Neurology 101 tells us that our brain stem shares the same qualities as reptiles (indeed, all creatures), a survival instinct that requires no thought or feeling, just action reduced to flight, fight or freeze. That’s about the range of a cold-blooded reptile’s or bird’s or bug’s capacity, but rather than replace it in the mammal’s brain, evolution then adds another layer capable of feeling and necessary to those who nurse and nurture their young. The former lay eggs and move on with their life, but the warm-blooded mammal learns to care for another, even if only for a short time. That second layer of the brain, the cortex, sits over the first so the necessary survival instinct remains intact, but the capacity to care, to feel affection and ultimately love becomes possible. We share this with all mammals and indeed, some will testify that their dog’s love and affection is superior to their married partner’s.

 

Then come humans, those physically inferior creatures with less ability to hear and see and smell and run and fight that many of their fellow animals. For us to survive and prosper, we needed another layer of the brain capable of both concrete and abstract thought. And so the neo-cortex covers the cortex and the brain stem. Aided by language to communicate, bi-pedal posture that leaves our hands free to make things and opposable thumbs that allow for further nuances when constructing technologies, we become the Earth’s thinking creatures not only capable of great intellectual achievement, but also imaginative capacities. We are perhaps the only creatures cognizant of time and mortality who can consciously project ourselves into the future and reach back into the past, who can read a book and feel like we’re in a different time and place even though we physically are not. We are the only creatures who can choose whether to accept the full measure of our human promise. 

 

And that’s where the catastrophe begins. The Mafia hit man choosing to live in the brain stem is a lower life form and more dangerous than the rattlesnake, who at least will generally only bite you when threatened. The parents who abuse and abandon their young, the killers in school mass shootings and the gun manufacturers who arm them and the NRA members who support them, are a lower life form than any mammal on God’s earth. The scientists who use their capacity for complex thought to build nuclear weapons or invent theories of racial superiority or create elaborate Ponzi schemes to rob their fellow humans are the lowest of the low, using the inherited gift of human birth to wreak havoc, cause harm and threaten the very continuity of life. 

 

At the other end of the spectrum is the long line of those who have chosen wisely to use the full measure of our human potential, to bring, share and reveal beauty and truth and love to all of humanity.

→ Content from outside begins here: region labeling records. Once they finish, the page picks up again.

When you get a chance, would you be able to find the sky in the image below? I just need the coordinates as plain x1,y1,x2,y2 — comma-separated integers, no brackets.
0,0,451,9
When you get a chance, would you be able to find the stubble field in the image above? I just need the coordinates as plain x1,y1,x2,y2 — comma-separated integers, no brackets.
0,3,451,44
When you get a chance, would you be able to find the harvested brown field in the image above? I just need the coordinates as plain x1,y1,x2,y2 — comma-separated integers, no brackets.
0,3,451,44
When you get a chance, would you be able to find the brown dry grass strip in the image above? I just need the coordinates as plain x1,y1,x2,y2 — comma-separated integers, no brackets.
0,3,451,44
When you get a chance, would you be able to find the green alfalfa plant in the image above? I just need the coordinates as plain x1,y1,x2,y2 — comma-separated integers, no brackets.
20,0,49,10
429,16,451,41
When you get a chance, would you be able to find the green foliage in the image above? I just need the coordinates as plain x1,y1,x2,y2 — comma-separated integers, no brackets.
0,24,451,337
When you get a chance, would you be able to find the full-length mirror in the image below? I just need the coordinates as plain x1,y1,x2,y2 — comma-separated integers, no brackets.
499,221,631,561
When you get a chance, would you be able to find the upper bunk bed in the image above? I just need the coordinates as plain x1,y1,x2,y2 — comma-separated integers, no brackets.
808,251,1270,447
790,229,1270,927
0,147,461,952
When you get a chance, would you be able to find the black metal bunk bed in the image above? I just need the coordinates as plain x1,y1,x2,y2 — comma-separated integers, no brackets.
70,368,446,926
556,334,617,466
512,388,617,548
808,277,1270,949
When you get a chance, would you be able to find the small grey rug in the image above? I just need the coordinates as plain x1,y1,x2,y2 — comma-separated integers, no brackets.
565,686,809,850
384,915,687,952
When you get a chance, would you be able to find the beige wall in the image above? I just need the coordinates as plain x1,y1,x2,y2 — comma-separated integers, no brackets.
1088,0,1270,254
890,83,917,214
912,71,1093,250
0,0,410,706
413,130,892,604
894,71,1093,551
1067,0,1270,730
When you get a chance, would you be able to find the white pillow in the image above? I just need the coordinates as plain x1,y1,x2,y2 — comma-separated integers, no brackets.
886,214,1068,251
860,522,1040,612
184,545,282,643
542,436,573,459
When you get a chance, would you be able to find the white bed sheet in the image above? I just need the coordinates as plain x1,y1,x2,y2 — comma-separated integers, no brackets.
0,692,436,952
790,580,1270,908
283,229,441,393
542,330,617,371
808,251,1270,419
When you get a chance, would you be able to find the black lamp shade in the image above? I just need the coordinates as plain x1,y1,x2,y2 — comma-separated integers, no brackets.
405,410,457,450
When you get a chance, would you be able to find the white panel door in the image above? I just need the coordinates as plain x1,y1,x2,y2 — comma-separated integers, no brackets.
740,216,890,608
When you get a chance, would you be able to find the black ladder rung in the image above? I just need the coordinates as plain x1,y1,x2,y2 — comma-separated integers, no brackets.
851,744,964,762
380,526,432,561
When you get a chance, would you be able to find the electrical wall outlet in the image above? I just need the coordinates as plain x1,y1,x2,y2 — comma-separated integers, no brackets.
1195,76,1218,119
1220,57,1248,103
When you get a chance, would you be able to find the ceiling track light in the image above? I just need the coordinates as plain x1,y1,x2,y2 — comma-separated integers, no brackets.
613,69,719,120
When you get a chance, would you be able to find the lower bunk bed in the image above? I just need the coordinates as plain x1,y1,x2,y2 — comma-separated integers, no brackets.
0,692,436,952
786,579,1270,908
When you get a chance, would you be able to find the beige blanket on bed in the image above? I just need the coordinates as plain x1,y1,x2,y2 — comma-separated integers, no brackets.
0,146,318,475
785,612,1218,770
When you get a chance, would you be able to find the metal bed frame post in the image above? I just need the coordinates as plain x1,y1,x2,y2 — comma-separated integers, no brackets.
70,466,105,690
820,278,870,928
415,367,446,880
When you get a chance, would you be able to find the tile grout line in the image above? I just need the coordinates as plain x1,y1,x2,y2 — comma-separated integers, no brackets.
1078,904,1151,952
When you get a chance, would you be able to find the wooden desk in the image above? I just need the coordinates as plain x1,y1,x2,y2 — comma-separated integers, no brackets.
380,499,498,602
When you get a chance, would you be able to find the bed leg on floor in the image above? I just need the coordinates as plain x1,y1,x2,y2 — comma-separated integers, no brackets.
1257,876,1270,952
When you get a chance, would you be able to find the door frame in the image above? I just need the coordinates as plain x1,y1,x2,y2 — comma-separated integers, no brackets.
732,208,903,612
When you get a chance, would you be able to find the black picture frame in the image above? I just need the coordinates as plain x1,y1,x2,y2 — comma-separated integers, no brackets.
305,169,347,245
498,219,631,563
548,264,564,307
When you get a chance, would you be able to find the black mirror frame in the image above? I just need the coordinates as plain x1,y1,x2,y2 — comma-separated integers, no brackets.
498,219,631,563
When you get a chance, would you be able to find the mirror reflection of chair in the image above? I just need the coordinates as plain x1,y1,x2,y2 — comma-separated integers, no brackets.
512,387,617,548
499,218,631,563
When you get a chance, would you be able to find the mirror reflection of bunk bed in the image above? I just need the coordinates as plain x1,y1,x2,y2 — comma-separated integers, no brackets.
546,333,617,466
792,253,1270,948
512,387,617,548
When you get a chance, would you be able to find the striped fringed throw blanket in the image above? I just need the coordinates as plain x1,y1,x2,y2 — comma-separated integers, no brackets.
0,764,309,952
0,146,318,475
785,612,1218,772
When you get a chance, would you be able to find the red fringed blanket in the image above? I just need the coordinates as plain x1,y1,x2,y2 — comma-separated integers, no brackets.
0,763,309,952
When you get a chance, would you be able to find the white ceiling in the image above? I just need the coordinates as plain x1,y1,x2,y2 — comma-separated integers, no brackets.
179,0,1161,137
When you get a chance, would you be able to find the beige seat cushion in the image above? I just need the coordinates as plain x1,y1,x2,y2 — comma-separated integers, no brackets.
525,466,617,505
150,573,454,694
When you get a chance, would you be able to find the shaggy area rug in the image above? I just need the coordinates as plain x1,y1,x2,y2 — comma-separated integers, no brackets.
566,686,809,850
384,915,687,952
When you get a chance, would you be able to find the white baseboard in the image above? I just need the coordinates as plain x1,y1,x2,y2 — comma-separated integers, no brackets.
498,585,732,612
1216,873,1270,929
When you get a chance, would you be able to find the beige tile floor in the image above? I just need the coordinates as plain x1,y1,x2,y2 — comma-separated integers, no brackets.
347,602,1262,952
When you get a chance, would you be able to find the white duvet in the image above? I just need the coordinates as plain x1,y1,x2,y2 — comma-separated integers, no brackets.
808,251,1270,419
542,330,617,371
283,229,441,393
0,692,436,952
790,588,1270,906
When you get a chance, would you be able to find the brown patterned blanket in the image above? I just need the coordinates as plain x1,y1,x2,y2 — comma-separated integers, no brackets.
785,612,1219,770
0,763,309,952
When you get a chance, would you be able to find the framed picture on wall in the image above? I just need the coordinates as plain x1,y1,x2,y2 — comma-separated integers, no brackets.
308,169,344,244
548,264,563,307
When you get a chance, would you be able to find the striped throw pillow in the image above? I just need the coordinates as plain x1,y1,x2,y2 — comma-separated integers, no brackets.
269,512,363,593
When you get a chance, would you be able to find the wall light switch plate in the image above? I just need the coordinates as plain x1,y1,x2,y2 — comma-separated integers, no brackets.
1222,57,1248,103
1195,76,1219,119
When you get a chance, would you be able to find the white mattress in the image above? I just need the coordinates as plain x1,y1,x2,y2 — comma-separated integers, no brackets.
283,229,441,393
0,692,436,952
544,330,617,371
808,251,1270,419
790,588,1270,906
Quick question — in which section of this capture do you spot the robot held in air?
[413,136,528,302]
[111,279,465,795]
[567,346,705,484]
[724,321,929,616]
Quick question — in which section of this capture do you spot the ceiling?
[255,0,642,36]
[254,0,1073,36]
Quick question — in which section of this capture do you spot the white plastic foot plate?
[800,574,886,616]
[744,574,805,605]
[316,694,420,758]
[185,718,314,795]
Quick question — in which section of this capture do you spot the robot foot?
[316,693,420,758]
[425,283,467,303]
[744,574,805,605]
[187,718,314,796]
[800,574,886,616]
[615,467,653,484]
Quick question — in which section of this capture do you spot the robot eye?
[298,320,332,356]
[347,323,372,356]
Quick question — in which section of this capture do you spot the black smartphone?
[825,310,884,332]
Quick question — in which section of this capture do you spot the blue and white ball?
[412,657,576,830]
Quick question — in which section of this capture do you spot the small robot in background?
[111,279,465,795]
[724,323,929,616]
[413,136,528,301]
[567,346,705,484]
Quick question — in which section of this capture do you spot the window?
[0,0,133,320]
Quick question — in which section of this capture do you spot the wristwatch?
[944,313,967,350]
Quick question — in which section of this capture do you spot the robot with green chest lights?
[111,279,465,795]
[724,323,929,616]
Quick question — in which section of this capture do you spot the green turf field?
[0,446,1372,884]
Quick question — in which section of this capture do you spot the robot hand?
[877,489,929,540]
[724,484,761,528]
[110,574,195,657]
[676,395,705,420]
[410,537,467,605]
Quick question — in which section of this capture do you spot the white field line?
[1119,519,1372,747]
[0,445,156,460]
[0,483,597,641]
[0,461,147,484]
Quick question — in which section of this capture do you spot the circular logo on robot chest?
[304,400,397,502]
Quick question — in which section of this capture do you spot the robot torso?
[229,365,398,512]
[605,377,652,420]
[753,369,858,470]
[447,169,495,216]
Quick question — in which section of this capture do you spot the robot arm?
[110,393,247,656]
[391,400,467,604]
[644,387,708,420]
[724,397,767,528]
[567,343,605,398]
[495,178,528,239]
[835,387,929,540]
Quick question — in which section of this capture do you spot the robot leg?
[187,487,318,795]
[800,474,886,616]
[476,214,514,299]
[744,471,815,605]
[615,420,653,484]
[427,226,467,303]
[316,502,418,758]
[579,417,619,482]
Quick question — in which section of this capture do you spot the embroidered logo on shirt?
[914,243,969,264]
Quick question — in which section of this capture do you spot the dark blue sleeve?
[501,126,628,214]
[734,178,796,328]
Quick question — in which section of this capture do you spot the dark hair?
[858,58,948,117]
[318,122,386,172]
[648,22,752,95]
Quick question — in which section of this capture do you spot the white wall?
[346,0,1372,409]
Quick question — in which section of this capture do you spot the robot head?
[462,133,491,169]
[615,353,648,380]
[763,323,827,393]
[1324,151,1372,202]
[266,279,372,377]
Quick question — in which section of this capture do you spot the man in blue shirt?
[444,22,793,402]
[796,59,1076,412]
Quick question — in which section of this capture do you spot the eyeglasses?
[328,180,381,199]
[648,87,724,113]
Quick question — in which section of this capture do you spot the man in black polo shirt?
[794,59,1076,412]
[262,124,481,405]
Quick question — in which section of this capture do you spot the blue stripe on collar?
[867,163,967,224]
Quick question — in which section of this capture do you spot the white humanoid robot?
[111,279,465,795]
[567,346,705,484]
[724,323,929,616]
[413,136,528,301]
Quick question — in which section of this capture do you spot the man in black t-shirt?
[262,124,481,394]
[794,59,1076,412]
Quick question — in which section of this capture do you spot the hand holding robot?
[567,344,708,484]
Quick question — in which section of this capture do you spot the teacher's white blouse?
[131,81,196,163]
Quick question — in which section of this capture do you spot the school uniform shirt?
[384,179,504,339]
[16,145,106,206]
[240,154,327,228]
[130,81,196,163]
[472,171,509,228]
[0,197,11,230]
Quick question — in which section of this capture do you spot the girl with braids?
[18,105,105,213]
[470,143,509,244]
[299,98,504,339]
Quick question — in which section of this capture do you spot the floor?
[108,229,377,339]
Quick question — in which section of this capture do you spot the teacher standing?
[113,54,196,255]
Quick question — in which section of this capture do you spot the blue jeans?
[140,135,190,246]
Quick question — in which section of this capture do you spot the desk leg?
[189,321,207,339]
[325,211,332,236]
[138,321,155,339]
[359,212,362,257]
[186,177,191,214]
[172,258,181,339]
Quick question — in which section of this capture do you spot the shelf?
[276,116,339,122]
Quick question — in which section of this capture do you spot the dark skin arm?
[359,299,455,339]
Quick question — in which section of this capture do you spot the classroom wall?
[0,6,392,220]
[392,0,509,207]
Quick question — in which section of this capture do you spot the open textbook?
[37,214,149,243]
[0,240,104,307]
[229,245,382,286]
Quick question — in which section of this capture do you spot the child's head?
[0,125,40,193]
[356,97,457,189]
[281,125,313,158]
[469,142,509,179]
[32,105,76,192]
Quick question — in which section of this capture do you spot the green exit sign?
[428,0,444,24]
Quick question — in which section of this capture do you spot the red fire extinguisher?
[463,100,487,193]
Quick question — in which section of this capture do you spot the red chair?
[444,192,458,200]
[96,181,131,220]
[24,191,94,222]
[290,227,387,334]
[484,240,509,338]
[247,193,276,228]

Who have wholly accepted and nurtured and cultivated our capacity for nuanced feeling, critical thought, unleashed imagination, deep compassion and kindness. They abound in our history of genuine spiritual teachers, poets, philosophers, novelists, artists, musicians, humanistic scientists whose names we know and millions who we don’t, including our next-door-neighbors who brought over a fruitcake to us at Christmas and volunteered to water our garden when we’re off on a trip. 

 

In John Steinbeck’s East of Eden, the character Lee is discussing a Biblical passage (Genesis, 4th chapter) translated in some versions as “Do thou triumph over sin” and in others “Thou shalt triumph over sin.” The first feels like a command, the second like a prophecy. But another translation of the Hebrew word “timshel” is “Thou mayest” which gives a choice. As Lee explains: 

 

“There are millions in their sects and churches who feel the order “Do thou” and throw their weight into obedience. And there are millions more who feel predestination in “Thou shalt.” Nothing they may do can interfere with what will be. But “Thou mayest!” Why, that that makes a man great, that gives him stature with the gods, for…he has still the great choice…A cat has no choice, a bee must make honey. …But think of the glory of the choice! That makes a man a man“ (p. 301)

 

There you have it. Timshel. Choose. And choose wisely. Especially in this election year.